Martha Jungwirth. © Shawn Dell; cortesia di Thaddaeus Ropac

La mostra a Venezia è ispirata a Cuore di tenebra di Joseph Conrad. Che cosa ha attivato questo interesse?
Compro tutti i giorni la «Frankfurter Allgemeine Zeitung» (Faz) e c’era un grande articolo sul giornalista francese Albert Londres, che nel 1909 o 1910 indagò su ciò che stava realmente accadendo nelle colonie; non su ciò che i ministri francesi dicevano alla gente, ma su tutta quella follia. Fu attaccato e gli furono intentate diverse cause. Londres scrisse di tutti i luoghi in cui il colonialismo dilagava all’epoca. Non visse a lungo e morì in un naufragio. Nel 2020 il suo libro Africa in Chains è stato tradotto in tedesco, motivo per cui è stato pubblicato l’articolo sulla Faz. Nell’articolo si menziona il fatto che la grande Esposizione coloniale di Parigi del 1931 si svolse al Palais de la Porte Dorée di Parigi, che era stato costruito appositamente per la mostra. L’argomento cominciò a interessarmi sempre di più. Dopo avere letto il libro ho trascorso tre giorni a Parigi per visitare questo museo. Tratta di migrazione e immigrazione, dalle prime migrazioni al XVII secolo, quando i primi africani furono rapiti (per ridurli in schiavitù, Ndr), e poi al periodo coloniale, durante il quale fu sfruttato tutto il possibile. Ho visitato anche il Musée du quai Branly-Jacques Chirac. Mostra tutto ciò che è stato saccheggiato. Ho trovato il museo stesso orribile, con gli edifici di fango finto e il pavimento rosso. Davvero sgradevole. Queste visite hanno intensificato il tutto. Poi sono tornata a casa e ho dipinto i quadri tutti insieme. Il ricordo e le emozioni erano molto intensi e complessi, ed è per questo che ho dipinto la serie. Li ho dipinti in 14 giorni; quando l’emozione è forte e sento che sta andando bene, succede rapidamente.

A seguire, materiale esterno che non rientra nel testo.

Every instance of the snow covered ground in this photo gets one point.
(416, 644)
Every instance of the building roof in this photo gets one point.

Com’è stato essere un’artista donna dopo aver terminato gli studi a Vienna negli anni Sessanta?
All’epoca, come donna, si avevano poche opportunità, ma non mi sono preoccupata. Inoltre, a Vienna non c’era molto altro. C’era solo una galleria, la Galerie nächst St. Stephan, che rappresentava artisti come Arnulf Rainer, Josef Mikl, Wolfgang Hollegha, Herbert Boeckl e Markus Prachensky. Ho ricevuto molti premi, anche se non hanno avuto alcun impatto economico. Ne fui felice, ma continuai a lavorare. La vera svolta avvenne incredibilmente tardi, grazie al pittore tedesco Albert Oehlen. Fu invitato dai curatori della Collezione Essl di arte austriaca a curare una mostra secondo il suo gusto a partire dalle opere acquistate. In quella mostra mise sotto i riflettori le mie opere. Da quel momento, la gente ha cominciato a riconoscermi. Dopo ho avuto una mostra a Krems, una grande retrospettiva alla Kunsthalle nel 2014, una bellissima mostra, e poi le cose sono finalmente decollate.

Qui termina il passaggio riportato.